I just read that in the UK 17% of 16 year olds are supposedly disabled. 17%! I couldn't believe it. No wonder the country is going bankrupt. Something is going seriously wrong somewhere, probably with the diagnostic criteria or the way the diagnosis is made (via zoom, phone, etc.) Lots of people have also learnt how to lie on the forms (easily via social platforms or even specialised firms who sell such information) and it's not like a doctor will come to your house and check how you're coping and whether you're not faking it.

You forget PDD-NOs also included under ASD in ICD-11. And the criteria differ too.

ICD 10 had a ‘triad of impairments’:
”A type of pervasive developmental disorder that is defined by: (a) the presence of abnormal or impaired development that is manifest before the age of three years, and (b) the characteristic type of abnormal functioning in all the three areas of psychopathology: reciprocal social interaction, communication, and restricted, stereotyped, repetitive behaviour. In addition to these specific diagnostic features, a range of other nonspecific problems are common, such as phobias, sleeping and eating disturbances, temper tantrums, and (self-directed) aggression.”

ICD 11 a dyad:
”Autism spectrum disorder is characterised by persistent deficits in the ability to initiate and to sustain reciprocal social interaction and social communication, and by a range of restricted, repetitive, and inflexible patterns of behaviour, interests or activities that are clearly atypical or excessive for the individual’s age and sociocultural context. The onset of the disorder occurs during the developmental period, typically in early childhood, but symptoms may not become fully manifest until later, when social demands exceed limited capacities. Deficits are sufficiently severe to cause impairment in personal, family, social, educational, occupational or other important areas of functioning and are usually a pervasive feature of the individual’s functioning observable in all settings, although they may vary according to social, educational, or other context. Individuals along the spectrum exhibit a full range of intellectual functioning and language abilities.”
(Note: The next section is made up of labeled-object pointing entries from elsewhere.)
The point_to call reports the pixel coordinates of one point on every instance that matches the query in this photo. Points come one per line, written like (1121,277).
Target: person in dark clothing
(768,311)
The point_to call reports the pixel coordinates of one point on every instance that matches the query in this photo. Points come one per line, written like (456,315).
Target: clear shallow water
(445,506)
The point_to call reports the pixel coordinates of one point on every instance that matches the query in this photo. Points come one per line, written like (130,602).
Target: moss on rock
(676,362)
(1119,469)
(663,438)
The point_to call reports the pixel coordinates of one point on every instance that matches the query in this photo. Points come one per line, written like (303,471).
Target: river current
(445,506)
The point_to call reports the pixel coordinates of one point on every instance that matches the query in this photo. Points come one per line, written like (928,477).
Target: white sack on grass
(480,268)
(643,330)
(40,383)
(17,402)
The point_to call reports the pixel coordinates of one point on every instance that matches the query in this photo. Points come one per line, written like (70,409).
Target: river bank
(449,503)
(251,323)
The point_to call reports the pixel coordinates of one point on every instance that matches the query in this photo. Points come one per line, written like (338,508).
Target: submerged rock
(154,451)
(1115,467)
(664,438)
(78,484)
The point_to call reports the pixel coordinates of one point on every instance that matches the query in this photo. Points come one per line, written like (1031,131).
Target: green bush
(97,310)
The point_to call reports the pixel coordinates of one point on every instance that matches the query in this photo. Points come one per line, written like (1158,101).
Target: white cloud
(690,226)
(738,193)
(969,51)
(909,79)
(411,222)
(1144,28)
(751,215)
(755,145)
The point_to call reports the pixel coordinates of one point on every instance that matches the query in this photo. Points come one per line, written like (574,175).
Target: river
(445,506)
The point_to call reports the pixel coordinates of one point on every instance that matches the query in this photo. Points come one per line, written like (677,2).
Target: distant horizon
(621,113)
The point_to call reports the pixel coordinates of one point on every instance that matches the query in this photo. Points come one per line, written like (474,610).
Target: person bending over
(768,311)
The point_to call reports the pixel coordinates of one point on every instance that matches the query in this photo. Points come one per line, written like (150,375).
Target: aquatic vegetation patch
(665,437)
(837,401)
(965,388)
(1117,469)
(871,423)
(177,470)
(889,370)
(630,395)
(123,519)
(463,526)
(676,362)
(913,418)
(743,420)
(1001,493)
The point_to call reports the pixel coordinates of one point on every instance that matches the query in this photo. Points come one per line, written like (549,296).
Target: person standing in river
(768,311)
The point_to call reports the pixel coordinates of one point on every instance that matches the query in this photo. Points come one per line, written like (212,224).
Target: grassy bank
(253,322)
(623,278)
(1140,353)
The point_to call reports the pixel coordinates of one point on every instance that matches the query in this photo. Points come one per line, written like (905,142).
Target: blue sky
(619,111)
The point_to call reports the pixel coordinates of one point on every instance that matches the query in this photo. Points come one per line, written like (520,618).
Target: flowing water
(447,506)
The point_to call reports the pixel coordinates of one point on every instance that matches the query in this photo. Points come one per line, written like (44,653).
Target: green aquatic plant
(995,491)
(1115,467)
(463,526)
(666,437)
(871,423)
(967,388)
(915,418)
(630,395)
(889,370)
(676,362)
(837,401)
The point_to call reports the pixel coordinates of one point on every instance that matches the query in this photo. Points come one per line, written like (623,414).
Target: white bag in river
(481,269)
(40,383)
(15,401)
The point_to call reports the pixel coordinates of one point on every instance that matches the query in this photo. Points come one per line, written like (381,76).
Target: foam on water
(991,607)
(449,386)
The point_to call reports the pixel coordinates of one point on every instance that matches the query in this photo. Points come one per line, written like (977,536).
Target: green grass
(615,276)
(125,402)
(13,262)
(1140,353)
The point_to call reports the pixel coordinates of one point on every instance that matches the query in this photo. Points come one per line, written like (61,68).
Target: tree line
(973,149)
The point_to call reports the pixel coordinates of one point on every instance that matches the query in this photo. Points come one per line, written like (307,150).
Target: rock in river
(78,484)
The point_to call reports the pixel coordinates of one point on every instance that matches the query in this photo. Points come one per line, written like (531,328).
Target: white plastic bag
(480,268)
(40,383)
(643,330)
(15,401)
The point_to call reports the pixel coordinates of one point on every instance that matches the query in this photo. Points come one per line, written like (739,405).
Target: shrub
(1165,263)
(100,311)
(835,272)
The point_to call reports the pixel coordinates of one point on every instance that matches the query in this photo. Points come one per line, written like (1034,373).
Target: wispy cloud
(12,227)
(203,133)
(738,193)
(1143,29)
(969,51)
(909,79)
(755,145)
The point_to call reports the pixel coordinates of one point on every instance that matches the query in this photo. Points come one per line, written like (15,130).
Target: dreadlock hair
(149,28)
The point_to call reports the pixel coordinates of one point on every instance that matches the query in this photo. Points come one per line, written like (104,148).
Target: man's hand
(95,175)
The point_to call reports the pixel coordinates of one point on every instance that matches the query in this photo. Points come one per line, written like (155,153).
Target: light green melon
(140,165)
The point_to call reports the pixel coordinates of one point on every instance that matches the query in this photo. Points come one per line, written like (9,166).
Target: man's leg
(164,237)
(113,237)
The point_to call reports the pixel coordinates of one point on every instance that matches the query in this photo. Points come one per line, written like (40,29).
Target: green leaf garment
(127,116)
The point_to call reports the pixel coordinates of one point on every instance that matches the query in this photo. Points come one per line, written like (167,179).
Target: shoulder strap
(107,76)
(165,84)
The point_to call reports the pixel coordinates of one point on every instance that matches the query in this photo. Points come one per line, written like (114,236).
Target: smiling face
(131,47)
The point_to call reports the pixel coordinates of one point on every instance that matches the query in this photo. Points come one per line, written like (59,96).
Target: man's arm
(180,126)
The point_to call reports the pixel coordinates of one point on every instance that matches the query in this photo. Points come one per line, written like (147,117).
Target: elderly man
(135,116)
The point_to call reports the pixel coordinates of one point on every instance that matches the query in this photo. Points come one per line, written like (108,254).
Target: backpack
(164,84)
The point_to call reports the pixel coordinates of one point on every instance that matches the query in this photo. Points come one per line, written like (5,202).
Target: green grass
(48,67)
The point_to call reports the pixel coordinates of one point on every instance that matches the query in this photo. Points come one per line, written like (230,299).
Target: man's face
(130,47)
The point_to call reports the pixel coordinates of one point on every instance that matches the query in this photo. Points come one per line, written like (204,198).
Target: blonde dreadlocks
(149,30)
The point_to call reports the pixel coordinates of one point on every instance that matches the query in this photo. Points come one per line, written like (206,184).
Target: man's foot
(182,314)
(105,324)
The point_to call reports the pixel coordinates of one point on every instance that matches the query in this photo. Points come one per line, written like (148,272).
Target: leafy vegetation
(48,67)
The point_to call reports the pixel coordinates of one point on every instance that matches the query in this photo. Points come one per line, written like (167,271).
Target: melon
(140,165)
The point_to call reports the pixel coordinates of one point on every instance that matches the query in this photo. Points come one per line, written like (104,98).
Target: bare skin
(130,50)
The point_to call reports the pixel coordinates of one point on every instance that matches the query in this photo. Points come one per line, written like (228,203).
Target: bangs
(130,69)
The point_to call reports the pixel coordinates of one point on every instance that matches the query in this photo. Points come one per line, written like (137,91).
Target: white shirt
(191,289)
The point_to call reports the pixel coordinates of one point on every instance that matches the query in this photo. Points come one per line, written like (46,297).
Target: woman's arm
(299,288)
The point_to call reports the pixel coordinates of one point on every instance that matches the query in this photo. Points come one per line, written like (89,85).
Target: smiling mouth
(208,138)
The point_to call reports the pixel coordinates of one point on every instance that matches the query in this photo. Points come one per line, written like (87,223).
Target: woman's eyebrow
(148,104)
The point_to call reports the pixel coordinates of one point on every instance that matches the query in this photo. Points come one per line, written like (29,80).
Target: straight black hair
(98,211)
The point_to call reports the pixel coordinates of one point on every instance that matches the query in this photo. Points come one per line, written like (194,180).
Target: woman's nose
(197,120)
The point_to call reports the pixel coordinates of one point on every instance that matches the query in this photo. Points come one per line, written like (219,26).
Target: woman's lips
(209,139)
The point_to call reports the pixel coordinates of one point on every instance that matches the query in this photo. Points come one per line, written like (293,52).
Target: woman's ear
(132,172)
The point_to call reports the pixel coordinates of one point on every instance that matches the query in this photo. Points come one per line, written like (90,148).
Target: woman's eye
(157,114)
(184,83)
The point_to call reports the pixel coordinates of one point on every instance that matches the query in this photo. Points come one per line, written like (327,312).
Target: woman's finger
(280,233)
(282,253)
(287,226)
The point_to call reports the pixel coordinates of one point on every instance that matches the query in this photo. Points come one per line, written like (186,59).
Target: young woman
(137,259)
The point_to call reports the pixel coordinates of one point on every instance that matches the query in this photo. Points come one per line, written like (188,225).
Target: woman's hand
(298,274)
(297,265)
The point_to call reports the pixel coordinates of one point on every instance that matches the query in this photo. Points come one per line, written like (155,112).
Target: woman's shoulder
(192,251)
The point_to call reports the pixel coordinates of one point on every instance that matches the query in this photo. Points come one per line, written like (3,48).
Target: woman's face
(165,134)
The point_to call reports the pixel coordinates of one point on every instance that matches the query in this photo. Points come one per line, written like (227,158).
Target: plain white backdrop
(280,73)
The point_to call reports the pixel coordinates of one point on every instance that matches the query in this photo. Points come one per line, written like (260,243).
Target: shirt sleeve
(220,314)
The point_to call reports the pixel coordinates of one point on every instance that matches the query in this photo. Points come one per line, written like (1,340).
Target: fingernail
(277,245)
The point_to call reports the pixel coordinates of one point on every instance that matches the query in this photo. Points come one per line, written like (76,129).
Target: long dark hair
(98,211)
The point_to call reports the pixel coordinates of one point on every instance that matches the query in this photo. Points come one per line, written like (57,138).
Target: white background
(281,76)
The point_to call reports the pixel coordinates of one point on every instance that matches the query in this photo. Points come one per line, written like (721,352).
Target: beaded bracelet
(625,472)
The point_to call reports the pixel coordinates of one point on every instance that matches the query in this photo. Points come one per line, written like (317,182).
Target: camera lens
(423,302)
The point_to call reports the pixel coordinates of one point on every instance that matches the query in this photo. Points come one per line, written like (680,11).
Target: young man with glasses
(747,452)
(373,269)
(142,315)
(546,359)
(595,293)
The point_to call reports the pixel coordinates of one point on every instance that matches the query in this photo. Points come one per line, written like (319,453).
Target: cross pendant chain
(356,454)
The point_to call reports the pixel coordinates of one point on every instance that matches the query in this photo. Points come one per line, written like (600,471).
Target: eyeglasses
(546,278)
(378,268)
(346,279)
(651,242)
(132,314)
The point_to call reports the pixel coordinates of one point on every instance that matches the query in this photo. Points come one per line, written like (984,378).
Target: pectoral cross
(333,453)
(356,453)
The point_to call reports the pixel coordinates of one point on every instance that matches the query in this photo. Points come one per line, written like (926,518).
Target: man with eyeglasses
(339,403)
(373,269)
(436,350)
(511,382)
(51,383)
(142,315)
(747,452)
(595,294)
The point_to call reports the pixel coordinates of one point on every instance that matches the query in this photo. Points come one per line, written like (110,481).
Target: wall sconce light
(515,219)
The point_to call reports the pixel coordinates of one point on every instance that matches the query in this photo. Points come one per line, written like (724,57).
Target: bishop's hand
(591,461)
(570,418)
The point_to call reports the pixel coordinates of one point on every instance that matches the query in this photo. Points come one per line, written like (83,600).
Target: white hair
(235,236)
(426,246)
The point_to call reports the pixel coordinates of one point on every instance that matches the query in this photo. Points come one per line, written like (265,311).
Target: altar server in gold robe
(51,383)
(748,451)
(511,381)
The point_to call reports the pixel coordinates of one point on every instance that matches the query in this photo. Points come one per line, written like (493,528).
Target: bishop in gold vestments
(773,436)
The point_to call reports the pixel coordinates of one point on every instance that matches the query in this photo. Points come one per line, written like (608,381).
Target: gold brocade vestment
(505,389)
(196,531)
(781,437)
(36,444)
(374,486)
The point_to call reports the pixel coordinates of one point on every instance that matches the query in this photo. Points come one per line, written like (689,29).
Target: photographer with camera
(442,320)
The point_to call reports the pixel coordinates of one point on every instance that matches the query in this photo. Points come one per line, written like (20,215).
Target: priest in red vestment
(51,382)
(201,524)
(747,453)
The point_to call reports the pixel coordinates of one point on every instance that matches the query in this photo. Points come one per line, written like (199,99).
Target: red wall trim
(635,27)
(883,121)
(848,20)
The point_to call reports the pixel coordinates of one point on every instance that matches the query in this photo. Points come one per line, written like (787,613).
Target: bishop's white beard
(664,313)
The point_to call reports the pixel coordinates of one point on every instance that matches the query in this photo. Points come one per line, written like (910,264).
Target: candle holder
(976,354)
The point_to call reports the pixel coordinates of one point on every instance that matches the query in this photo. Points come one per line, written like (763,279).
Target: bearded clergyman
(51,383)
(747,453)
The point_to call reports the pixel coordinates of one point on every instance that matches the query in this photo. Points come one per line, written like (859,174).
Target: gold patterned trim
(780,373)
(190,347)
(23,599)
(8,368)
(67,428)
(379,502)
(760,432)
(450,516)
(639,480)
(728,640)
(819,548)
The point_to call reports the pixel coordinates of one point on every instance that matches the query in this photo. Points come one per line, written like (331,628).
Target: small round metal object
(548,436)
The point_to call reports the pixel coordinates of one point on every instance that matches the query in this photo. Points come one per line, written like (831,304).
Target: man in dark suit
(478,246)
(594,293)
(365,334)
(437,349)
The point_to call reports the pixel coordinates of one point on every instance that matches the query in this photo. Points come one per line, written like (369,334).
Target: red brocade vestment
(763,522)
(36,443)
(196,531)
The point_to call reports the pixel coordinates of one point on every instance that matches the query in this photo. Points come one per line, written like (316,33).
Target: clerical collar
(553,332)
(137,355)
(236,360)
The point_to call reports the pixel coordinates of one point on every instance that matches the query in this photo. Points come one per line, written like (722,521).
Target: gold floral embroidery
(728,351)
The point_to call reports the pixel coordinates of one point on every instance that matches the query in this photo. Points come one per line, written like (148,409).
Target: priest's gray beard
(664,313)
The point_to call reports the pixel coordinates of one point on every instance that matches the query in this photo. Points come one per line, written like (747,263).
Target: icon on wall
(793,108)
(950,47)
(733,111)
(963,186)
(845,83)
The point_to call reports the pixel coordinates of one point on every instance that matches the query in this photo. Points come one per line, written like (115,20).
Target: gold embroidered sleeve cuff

You talk as though disabled lives have no value.

That is not what they meant and you know it. It IS prudent to stop at one child in some circumstances.

Asking for people's opinions doesn't mean her disabled children are a free for all. Of course she is going to react to such awful comments.

Me too. It sort of makes me feel too poor to donate. If I’m buying value 41p penne to feed my own dc then I’m not buying a fancier version to give away. I do think the cheap meat / fish can be a bit questionable. I wouldn’t buy value tuna for me or donate it, however there’s lots of stuff which is fine to me and that I buy regularly. Peanut butter, honey, spaghetti, tinned lentils/ beans/ tomatoes, noodles type stuff.

People turn mean and nasty anxiety spiteful and resent those worse off than themselves.

Quite the contrary, I think people resent those they perceive as better off than themselves.

What 'awful comments'?

The now deleted ones.

our dirty smelly children's lives have no value.

I think the same thing is happening in with other groups too.

A small section of people, claiming to be part of a group so they can take advantage of some perceived 'benefits', taking the piss and reducing the tolerance of the general population.

Some of the groups this has already happened in are immigrants and LGBTQ+.

If this is true, it’s exactly what is wrong with the system.

I've followed this thread closely and have absolutely no recollection of reading that.